The Effect of Integration Between Hospital and Post-acute Care Providers on Patient Outcomes

Monday, June 13, 2016: 10:55 AM
F45 (Huntsman Hall)

Author(s): Rachel Werner; R. Tamara Konetzka; Elizabeth Stuart, PhD

Discussant: Martin Gaynor

Emerging payment models in the U.S., including Accountable Care Organizations (ACOs) and bundled payments, focus on coordination of care. Improving integration across providers is expected to be a key component to success with these payment models and is particularly pressing for acute care hospitals and post-acute care (PAC) providers, given the high rate of hospital readmissions and the frequency, expense, and variability in the use of PAC. However, the effects of vertical integration on patient outcomes are ambiguous in theory and limited empirical work has examined this issue.  In this paper we investigate changes in hospital-PAC integration over time and examine empirically the effect of integration on patient outcomes.

We use 2005-2013 data on all PAC providers and all fee-for-service Medicare beneficiaries receiving PAC in the U.S. to examine integration between hospitals and three common post-acute care settings: skilled nursing facilities (SNFs), inpatient rehabilitation facilities (IRFs), and home health agencies (HHA). We use provider-level data to measure formal vertical integration and we use patient-level data to construct a second measure of patient-flow-based integration using a Herfidahl Index for each PAC provider (the concentration of hospital discharges at each PAC provider within health care market). We link these measures to hospital claims to examine the effect of hospital-PAC integration on patient readmission within 30 days of hospital discharge.

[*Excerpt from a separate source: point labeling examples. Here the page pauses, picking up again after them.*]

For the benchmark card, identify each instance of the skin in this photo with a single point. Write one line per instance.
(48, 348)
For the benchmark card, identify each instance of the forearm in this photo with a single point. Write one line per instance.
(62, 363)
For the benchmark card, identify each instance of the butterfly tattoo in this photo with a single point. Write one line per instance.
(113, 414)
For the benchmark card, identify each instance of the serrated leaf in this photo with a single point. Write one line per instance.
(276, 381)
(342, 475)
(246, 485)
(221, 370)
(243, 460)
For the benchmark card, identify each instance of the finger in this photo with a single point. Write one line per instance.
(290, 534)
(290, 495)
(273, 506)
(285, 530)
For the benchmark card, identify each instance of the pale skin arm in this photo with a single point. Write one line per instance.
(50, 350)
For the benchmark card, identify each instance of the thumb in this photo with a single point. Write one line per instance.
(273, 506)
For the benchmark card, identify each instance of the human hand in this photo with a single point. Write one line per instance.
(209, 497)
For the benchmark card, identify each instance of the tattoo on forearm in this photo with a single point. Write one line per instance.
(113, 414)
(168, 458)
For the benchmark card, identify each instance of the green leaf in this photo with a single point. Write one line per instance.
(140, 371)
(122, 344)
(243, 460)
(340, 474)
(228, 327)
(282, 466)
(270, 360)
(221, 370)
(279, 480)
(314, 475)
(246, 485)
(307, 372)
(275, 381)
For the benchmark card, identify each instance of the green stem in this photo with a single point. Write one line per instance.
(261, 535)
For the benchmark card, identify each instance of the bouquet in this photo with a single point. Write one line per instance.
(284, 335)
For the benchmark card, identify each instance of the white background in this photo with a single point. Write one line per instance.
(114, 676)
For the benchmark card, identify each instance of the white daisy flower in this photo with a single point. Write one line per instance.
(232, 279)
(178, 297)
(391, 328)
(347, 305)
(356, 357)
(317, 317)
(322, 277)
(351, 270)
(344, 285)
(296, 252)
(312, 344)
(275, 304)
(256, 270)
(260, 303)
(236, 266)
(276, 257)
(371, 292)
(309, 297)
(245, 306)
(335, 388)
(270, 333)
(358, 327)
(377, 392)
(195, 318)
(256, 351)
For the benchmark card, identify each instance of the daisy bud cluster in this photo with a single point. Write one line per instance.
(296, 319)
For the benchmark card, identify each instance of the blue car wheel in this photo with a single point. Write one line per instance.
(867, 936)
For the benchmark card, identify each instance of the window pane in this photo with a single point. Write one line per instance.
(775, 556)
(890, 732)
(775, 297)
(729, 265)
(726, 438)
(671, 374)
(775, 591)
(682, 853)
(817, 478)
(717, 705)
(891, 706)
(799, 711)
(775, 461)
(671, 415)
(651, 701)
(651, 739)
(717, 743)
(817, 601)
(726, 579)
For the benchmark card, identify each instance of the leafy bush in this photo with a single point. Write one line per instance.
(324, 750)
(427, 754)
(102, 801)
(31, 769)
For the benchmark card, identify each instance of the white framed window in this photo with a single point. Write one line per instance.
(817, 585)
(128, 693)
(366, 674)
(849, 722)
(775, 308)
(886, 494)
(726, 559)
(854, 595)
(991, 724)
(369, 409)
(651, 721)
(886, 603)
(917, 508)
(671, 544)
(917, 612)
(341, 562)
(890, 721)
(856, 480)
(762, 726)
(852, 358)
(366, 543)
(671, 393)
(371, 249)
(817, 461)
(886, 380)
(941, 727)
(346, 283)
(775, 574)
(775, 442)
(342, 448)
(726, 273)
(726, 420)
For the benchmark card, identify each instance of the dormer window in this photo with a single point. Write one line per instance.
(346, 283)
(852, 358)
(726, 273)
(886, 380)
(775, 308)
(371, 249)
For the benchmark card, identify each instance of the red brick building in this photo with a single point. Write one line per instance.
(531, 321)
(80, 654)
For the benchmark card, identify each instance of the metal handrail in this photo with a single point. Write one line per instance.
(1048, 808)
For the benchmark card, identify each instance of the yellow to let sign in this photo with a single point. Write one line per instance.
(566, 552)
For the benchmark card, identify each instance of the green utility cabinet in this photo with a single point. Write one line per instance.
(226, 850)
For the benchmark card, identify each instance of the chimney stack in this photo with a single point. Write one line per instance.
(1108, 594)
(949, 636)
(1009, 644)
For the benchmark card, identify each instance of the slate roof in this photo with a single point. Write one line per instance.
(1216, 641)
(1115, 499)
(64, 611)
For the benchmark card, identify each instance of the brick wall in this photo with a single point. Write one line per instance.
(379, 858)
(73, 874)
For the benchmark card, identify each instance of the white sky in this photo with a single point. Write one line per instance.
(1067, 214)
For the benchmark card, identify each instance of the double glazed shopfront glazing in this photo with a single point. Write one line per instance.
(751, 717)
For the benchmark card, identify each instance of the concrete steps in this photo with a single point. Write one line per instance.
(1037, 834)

Our identification strategy is twofold. First, we use longitudinal models with a fixed effect for each hospital-PAC pair in the same market to test how changes in integration impact patient outcomes. Second, we use multiple instrumental variables approaches, including the differential distance between the nearest integrated PAC provider and the chosen PAC provider and market-level measures of integration as our instruments.

Our preliminary results indicate that rates of formal vertical integration decreased over our study period for all three types of PAC providers, dropping from 6.5% in 2005 to 3.5% in 2013 for SNFs; from 82.2% to 78.8% for IRFs; and from 13.9% to 3.5% for HHAs. PAC concentration measures of integration declined slightly over this same period but, compared to formal vertical integration, remained relatively stable. Using naïve OLS model with fixed effects for hospital-SNF pairs, we find that SNFs that are vertically integrated with hospitals have a 30-day readmission rate that is close to 10 percentage points lower than non-vertically integrated SNFs. Using an instrumental variable for patient selection to SNF and a two-stage residual inclusion model with hospital-SNF fixed effects, this effect changes direction, with vertically integrated SNFs having higher rates of 30-day readmission. On the other hand, SNFs that have hospital discharges that are more concentrated among hospitals have lower 30-day readmission rates in instrumental variables specifications.  Results for IRF and HHA are in progress.

These preliminary results suggest that functional hospital-PAC integration improves patient outcomes, though hospital ownership of a PAC does not.